写真:加藤佳男
Vol.83 服好きがたどりつく “渋い” 大人ブランド「ユーゲン」を、新定番ワードローブに。
年代物のシャルベのシャツやエルメスの革服に心が躍る人がいます。そのような人はたいてい、クラシックなイギリスやアメリカのミリタリーウエアにも夢中になるものです。こうした服好きの男性を唸らせる実力派ブランドが、2019年秋冬に誕生しました。今回ご紹介する、日本の「ユーゲン」です。
ブランド名は言葉の「幽玄」から命名されました。
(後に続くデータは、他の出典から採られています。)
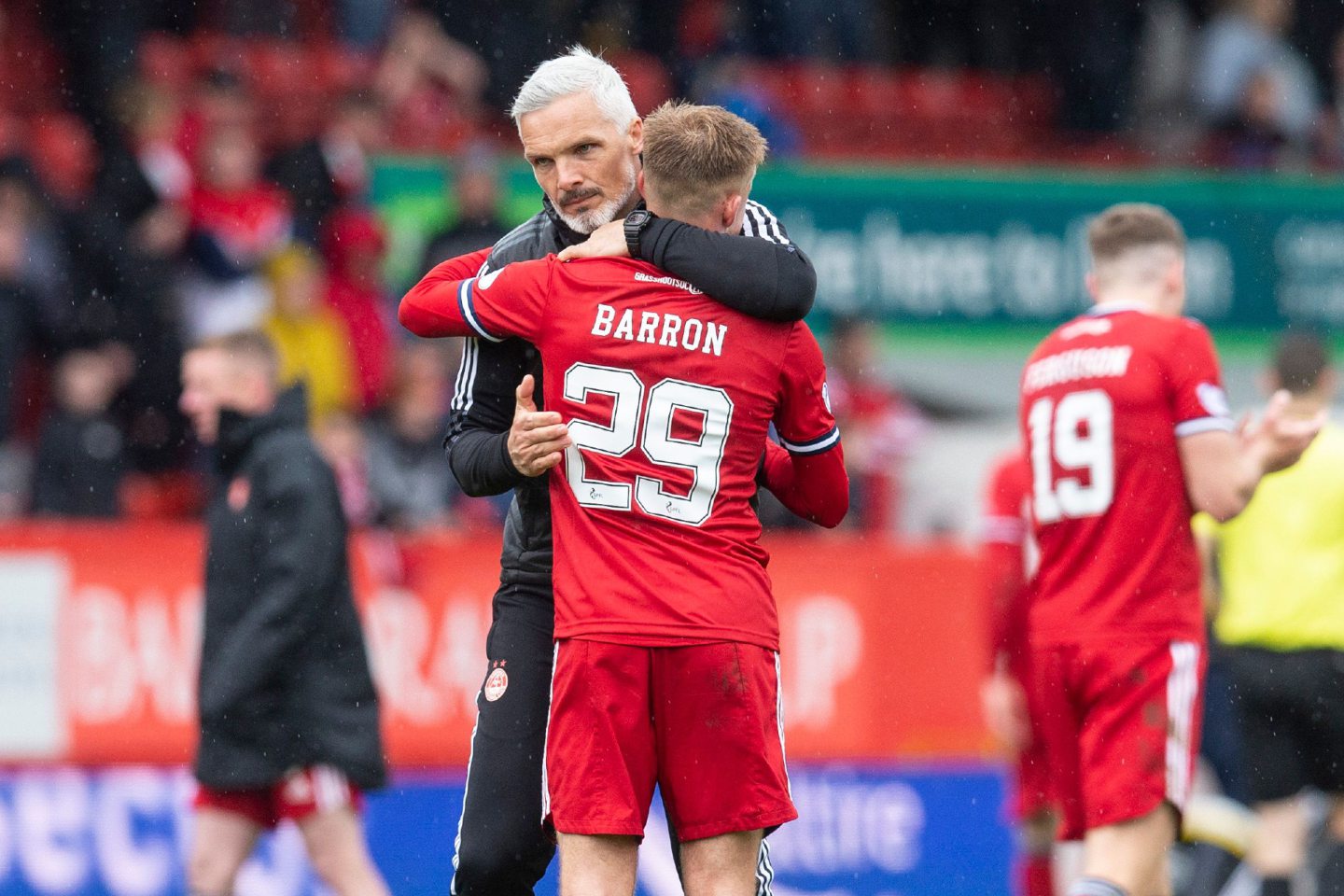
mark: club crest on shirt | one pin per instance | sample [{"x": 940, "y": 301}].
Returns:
[
  {"x": 238, "y": 493},
  {"x": 495, "y": 685}
]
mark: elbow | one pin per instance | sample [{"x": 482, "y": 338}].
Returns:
[
  {"x": 833, "y": 512},
  {"x": 406, "y": 315},
  {"x": 1225, "y": 501}
]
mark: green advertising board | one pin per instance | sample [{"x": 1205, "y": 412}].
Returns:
[{"x": 1005, "y": 247}]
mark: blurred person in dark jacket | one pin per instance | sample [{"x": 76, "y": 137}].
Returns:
[
  {"x": 412, "y": 486},
  {"x": 137, "y": 231},
  {"x": 287, "y": 709},
  {"x": 476, "y": 220},
  {"x": 332, "y": 168},
  {"x": 81, "y": 455}
]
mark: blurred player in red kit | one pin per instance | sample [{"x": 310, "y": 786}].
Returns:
[
  {"x": 662, "y": 596},
  {"x": 1127, "y": 434},
  {"x": 1007, "y": 560}
]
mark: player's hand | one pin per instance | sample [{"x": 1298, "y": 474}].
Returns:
[
  {"x": 1282, "y": 436},
  {"x": 1004, "y": 706},
  {"x": 538, "y": 440},
  {"x": 607, "y": 241}
]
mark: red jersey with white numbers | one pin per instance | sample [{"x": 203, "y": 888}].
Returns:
[
  {"x": 668, "y": 398},
  {"x": 1103, "y": 400}
]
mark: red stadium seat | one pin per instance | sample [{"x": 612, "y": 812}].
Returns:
[
  {"x": 63, "y": 153},
  {"x": 645, "y": 77}
]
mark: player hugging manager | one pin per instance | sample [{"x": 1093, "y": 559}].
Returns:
[
  {"x": 582, "y": 137},
  {"x": 665, "y": 626}
]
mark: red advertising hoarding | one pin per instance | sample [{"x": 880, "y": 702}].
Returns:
[{"x": 882, "y": 647}]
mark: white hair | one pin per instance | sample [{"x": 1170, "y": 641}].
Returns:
[{"x": 577, "y": 72}]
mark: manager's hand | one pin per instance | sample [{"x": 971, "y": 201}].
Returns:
[
  {"x": 607, "y": 241},
  {"x": 538, "y": 440}
]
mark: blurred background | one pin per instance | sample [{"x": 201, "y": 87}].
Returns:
[{"x": 173, "y": 171}]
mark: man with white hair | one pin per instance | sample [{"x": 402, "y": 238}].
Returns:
[{"x": 582, "y": 137}]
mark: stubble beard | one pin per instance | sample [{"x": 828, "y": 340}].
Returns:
[{"x": 589, "y": 220}]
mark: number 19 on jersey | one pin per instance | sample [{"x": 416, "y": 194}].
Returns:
[{"x": 1075, "y": 434}]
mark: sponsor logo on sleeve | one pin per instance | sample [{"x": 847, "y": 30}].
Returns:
[
  {"x": 1212, "y": 399},
  {"x": 485, "y": 280}
]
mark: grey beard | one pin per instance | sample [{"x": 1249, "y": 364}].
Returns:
[{"x": 605, "y": 214}]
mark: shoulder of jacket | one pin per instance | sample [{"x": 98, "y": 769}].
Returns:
[{"x": 522, "y": 244}]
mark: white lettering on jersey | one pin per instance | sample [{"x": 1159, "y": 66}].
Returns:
[
  {"x": 625, "y": 329},
  {"x": 1078, "y": 364},
  {"x": 714, "y": 335},
  {"x": 648, "y": 327},
  {"x": 602, "y": 323},
  {"x": 671, "y": 327},
  {"x": 666, "y": 329},
  {"x": 666, "y": 281}
]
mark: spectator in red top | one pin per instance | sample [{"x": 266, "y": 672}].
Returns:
[
  {"x": 237, "y": 222},
  {"x": 879, "y": 426},
  {"x": 354, "y": 246}
]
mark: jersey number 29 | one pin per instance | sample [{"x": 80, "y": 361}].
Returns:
[
  {"x": 1077, "y": 434},
  {"x": 702, "y": 455}
]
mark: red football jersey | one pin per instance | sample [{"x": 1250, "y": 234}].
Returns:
[
  {"x": 1008, "y": 555},
  {"x": 1103, "y": 400},
  {"x": 668, "y": 398}
]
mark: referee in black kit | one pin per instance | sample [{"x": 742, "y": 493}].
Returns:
[{"x": 582, "y": 137}]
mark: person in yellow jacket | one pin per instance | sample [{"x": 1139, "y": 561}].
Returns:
[
  {"x": 311, "y": 339},
  {"x": 1280, "y": 598}
]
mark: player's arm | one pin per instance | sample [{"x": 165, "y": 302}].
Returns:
[
  {"x": 1004, "y": 594},
  {"x": 808, "y": 477},
  {"x": 760, "y": 273},
  {"x": 301, "y": 536},
  {"x": 1224, "y": 464},
  {"x": 1224, "y": 468},
  {"x": 487, "y": 421},
  {"x": 443, "y": 301}
]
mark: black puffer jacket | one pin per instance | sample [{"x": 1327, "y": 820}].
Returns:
[{"x": 284, "y": 673}]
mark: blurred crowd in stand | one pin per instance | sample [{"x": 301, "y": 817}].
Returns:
[{"x": 175, "y": 171}]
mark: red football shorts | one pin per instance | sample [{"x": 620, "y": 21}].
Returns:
[
  {"x": 1120, "y": 724},
  {"x": 301, "y": 792},
  {"x": 1032, "y": 791},
  {"x": 702, "y": 721}
]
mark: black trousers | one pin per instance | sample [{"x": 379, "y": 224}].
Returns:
[{"x": 501, "y": 847}]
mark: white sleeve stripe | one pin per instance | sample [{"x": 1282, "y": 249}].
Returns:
[
  {"x": 772, "y": 222},
  {"x": 815, "y": 446},
  {"x": 763, "y": 225},
  {"x": 1204, "y": 425},
  {"x": 467, "y": 376},
  {"x": 464, "y": 301}
]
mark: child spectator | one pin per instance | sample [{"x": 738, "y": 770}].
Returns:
[
  {"x": 311, "y": 339},
  {"x": 237, "y": 223},
  {"x": 354, "y": 246},
  {"x": 81, "y": 453}
]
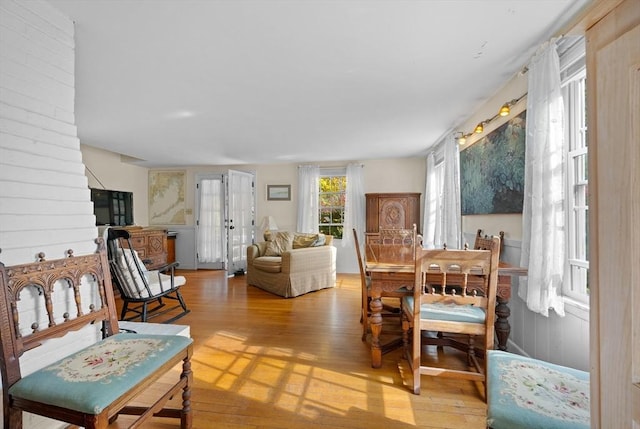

「日本人のもつ“ 奥深くて、はかり知れない美 ”を追求し、“伝統”と“いま”の狭間を探ります」(コンセプト文より抜粋)と語られています。形やディテールはヴィンテージにインスパイアされ、どの服も長年着続けられる仕上がり。あたかも明治・大正の伊達男のような渋い佇まいが大きな個性です。自己主張が控えめのベーシックであり、多様な服を着てきた大人がいま望むワードローブといえるでしょう。
上写真の2着はともに、ユーゲンを代表するアイテム。右のシャツはヴィンテージのイギリス軍シャツがモチーフで、襟がデタッチャブル式。別売りの襟を付け替えたり、汚れた襟だけを外して洗濯することも可能。襟をつけずにバンドカラーだけで着れば、流行のシャツとして活用できます。
左のコートもユーゲンのシンボル的なアイテム。ゆったりとした裾広がりのAラインで、肩幅は狭いなで肩、アームホールやアーム幅はたっぷりと。大正時代に着物の上に着た、和洋折衷のインパネコート(インバネスコート)を思い起こさせる、日本人によく似合う一着です。